Tout allait un peu plus vite depuis la fin du monde. Y en a qui avant ça se plaignaient des hommes pressés mais depuis le temps ces hommes s'acharnent et tentent de vous trancher la gorge, ou du moins extorquer un maximum de votre chair jusqu'à ce qu'on vous dise qu'il ne va plus être possible de vous sauver maintenant. Cela dit libre à vous de devenir un de ces cadavres purulents. Et puis je vous parle pas de fièvre, parce que tout de même c'est une putain de fièvre. Alors oui, là tout de suite c'est probablement ce que voit Cliff défiler en grandes bandes de film d'épouvante dans sa tête si sa lame voulait bien se dégager du crâne de la version zombifiée du mec de Loïs Lane. Superman. Ah oui.

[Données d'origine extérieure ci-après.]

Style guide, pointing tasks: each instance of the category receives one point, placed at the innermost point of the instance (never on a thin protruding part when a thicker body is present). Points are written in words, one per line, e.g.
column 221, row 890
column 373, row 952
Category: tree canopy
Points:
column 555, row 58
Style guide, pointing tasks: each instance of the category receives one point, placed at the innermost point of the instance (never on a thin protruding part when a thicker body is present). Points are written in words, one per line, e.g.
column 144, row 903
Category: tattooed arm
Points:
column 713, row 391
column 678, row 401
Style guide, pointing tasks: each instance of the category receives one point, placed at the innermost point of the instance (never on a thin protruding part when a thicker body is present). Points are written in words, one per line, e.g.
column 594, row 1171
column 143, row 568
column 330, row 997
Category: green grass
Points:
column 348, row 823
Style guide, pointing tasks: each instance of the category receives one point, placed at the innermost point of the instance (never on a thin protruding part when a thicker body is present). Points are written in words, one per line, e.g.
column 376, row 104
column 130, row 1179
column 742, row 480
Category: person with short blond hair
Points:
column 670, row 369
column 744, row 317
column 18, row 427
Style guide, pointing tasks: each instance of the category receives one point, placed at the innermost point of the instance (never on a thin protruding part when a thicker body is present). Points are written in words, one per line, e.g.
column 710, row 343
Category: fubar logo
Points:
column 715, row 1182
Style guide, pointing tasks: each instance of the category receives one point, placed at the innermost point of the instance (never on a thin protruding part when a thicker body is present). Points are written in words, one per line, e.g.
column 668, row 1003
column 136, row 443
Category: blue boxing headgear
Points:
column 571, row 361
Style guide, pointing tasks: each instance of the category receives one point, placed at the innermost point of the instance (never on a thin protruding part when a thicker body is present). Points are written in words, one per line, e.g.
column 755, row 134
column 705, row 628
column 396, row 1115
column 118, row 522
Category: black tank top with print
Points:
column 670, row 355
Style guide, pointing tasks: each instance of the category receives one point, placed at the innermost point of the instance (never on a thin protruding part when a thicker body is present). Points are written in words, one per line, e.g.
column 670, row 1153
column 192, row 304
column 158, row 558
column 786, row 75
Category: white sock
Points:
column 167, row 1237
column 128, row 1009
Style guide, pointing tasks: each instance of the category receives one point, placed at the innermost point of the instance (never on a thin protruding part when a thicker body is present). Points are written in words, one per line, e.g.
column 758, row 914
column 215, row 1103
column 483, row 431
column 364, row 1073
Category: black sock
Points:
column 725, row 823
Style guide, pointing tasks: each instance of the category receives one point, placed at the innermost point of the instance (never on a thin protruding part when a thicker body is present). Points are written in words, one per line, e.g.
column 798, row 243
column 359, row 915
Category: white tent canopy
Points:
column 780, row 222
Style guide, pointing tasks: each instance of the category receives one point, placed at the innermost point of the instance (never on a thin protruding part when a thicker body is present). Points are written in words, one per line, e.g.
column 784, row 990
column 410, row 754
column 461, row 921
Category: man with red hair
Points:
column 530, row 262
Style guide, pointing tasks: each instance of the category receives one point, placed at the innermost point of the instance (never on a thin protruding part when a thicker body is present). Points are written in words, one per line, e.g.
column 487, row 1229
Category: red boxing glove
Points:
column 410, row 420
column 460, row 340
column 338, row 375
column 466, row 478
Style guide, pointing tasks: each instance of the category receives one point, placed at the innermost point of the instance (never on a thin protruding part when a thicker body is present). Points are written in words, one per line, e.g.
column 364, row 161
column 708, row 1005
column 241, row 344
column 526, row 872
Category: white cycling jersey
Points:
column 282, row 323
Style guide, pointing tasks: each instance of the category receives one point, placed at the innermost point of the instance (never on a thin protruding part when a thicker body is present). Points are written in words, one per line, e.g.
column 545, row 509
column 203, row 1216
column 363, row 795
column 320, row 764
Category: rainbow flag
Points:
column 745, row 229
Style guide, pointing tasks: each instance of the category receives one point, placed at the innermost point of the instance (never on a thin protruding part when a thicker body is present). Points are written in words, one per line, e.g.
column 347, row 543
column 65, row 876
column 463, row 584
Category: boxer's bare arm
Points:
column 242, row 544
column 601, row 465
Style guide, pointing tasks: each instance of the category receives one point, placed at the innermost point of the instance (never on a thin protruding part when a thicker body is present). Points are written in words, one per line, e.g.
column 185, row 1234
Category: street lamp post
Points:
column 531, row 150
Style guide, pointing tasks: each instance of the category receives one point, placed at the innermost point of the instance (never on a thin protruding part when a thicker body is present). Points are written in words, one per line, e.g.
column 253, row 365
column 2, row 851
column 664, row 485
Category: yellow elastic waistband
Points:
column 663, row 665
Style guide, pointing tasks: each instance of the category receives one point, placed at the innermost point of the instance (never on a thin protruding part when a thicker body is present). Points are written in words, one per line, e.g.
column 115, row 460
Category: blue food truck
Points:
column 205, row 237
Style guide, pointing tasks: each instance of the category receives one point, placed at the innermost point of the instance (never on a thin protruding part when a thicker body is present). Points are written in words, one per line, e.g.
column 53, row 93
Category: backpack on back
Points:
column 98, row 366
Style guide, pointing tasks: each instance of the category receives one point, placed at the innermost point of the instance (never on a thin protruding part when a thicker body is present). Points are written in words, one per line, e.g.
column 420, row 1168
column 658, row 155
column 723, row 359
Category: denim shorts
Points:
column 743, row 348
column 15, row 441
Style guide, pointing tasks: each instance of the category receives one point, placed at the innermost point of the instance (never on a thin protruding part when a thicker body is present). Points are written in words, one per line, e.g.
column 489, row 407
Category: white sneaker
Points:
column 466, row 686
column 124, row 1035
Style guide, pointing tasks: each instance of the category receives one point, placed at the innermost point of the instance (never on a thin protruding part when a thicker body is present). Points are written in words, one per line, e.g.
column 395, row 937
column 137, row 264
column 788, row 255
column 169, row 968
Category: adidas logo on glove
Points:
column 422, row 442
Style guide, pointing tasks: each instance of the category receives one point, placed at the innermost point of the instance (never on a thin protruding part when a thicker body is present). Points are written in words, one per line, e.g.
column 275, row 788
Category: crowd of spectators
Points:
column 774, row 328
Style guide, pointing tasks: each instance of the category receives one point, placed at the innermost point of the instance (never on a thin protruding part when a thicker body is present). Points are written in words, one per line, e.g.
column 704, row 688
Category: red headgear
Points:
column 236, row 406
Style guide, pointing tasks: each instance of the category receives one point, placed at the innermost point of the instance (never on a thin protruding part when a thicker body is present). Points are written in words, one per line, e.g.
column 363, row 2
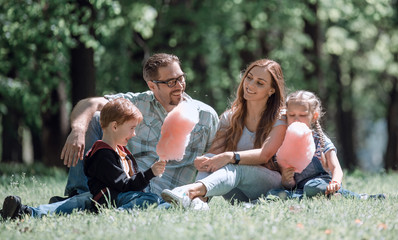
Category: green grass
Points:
column 319, row 218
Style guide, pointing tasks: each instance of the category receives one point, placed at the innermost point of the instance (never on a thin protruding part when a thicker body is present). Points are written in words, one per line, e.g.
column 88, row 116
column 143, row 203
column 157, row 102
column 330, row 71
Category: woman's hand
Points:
column 158, row 167
column 198, row 163
column 206, row 164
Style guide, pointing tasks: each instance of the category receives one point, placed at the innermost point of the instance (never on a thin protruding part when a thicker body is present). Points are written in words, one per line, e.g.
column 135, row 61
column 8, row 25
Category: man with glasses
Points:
column 166, row 81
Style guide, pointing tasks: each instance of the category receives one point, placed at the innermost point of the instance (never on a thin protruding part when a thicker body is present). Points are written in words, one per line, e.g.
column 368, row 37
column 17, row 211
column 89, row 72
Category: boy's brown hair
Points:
column 119, row 110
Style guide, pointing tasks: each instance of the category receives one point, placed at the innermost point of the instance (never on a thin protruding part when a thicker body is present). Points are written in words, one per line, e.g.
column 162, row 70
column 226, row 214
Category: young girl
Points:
column 323, row 175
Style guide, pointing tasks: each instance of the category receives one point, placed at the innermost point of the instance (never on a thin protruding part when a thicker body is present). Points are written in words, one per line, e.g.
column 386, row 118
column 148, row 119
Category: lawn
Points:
column 319, row 218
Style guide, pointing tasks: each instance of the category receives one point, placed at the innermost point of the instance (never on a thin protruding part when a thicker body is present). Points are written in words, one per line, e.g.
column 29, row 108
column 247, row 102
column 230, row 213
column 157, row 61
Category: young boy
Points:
column 111, row 169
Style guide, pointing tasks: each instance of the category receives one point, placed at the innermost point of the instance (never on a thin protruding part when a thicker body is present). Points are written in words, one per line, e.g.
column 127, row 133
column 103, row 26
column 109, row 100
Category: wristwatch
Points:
column 236, row 157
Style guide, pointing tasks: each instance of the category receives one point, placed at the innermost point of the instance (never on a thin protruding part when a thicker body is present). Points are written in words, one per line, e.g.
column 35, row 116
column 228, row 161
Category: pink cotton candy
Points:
column 297, row 148
column 176, row 131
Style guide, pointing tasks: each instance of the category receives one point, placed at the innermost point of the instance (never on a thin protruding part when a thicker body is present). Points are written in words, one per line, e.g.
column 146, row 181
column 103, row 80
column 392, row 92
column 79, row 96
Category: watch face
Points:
column 236, row 157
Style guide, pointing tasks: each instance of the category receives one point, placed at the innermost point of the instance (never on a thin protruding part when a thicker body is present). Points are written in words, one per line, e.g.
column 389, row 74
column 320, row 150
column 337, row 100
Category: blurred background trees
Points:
column 54, row 53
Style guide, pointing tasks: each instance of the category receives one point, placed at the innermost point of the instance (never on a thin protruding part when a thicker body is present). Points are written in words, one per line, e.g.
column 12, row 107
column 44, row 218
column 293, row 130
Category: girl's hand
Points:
column 158, row 167
column 214, row 163
column 333, row 187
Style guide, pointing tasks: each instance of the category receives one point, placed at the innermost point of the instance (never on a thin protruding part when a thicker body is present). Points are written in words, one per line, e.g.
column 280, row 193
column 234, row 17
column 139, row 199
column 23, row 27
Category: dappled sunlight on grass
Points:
column 318, row 218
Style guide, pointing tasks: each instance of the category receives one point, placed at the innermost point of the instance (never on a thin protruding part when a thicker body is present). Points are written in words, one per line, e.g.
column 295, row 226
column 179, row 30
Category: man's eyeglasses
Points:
column 173, row 81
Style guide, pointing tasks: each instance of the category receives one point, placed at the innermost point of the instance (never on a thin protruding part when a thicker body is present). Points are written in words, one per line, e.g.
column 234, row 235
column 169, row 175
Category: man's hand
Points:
column 212, row 164
column 73, row 149
column 288, row 178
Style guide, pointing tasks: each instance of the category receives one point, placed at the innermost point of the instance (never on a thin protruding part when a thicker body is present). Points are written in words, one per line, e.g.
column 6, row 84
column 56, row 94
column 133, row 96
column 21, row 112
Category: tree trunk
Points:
column 344, row 120
column 82, row 73
column 11, row 139
column 314, row 74
column 391, row 158
column 82, row 68
column 54, row 130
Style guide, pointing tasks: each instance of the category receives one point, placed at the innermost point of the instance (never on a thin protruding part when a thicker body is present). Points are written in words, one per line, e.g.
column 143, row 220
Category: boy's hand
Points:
column 333, row 187
column 158, row 167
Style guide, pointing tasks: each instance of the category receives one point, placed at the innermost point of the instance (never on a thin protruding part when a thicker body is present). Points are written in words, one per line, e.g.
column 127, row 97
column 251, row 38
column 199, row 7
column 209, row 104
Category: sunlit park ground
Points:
column 319, row 218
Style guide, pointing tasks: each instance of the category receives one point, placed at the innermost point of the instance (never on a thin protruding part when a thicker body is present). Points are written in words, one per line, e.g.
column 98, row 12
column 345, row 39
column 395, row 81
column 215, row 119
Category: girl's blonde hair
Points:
column 275, row 102
column 315, row 106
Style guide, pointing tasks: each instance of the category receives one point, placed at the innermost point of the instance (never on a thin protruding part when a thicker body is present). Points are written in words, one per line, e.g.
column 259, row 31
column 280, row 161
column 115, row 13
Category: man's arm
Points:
column 81, row 115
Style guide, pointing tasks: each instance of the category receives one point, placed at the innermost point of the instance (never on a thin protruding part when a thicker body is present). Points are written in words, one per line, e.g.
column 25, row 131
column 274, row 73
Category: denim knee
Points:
column 315, row 187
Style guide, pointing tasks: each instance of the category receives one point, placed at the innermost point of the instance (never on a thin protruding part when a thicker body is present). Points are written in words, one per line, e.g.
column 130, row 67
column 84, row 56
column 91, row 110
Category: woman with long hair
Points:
column 249, row 134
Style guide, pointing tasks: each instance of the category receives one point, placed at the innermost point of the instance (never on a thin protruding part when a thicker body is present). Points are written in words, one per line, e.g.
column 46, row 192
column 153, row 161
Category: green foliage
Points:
column 319, row 218
column 215, row 41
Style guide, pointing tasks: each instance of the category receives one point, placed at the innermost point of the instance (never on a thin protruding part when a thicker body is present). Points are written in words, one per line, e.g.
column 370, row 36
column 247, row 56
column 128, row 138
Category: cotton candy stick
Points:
column 297, row 148
column 176, row 131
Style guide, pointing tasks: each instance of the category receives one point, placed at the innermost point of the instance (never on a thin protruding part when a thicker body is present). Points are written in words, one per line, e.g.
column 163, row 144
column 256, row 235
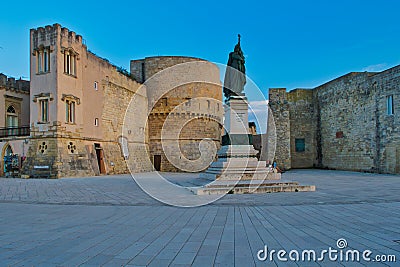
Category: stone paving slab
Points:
column 109, row 221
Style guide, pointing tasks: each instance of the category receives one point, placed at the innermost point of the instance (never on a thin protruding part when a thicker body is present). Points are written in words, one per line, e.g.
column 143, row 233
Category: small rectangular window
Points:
column 43, row 60
column 390, row 105
column 44, row 110
column 300, row 145
column 69, row 63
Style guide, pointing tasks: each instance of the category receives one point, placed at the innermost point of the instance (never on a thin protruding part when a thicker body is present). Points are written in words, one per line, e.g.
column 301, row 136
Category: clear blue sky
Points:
column 286, row 43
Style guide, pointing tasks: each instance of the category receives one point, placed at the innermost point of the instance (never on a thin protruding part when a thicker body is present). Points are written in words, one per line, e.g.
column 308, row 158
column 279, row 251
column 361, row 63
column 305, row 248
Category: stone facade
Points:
column 86, row 98
column 344, row 124
column 88, row 117
column 14, row 118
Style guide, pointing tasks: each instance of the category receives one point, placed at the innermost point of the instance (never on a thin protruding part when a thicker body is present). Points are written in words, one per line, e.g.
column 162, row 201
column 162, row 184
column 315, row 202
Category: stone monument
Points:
column 237, row 169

De toute façon quelqu'un comme Anaïs Cunningham finira par vous décevoir, forcément. Parce qu'elle aura beau avoir les yeux grands comme ça! Un cœur gros comme ça! De belles pensées comme ça! Bah ça reste la fille que vous aimez, un peu trop vite. Ouais c'est le seul humain dans votre entourage qui semble avoir gardé toute son humanité, tout ce qui la fait trembler encore. Aussi fort qu'il aimera cette Anaïs, il pourra pas se retenir quand son prénom traversera les contours de sa bouche, et c'est vrai il parlait plus beaucoup. Mais faut que Sydney le retienne, honnêtement faut qu'il lui attrape les bras parce que Andrew s'est occupé de choper sa sœur et de la pousser plus loin. Tout va très vite depuis la fin du monde.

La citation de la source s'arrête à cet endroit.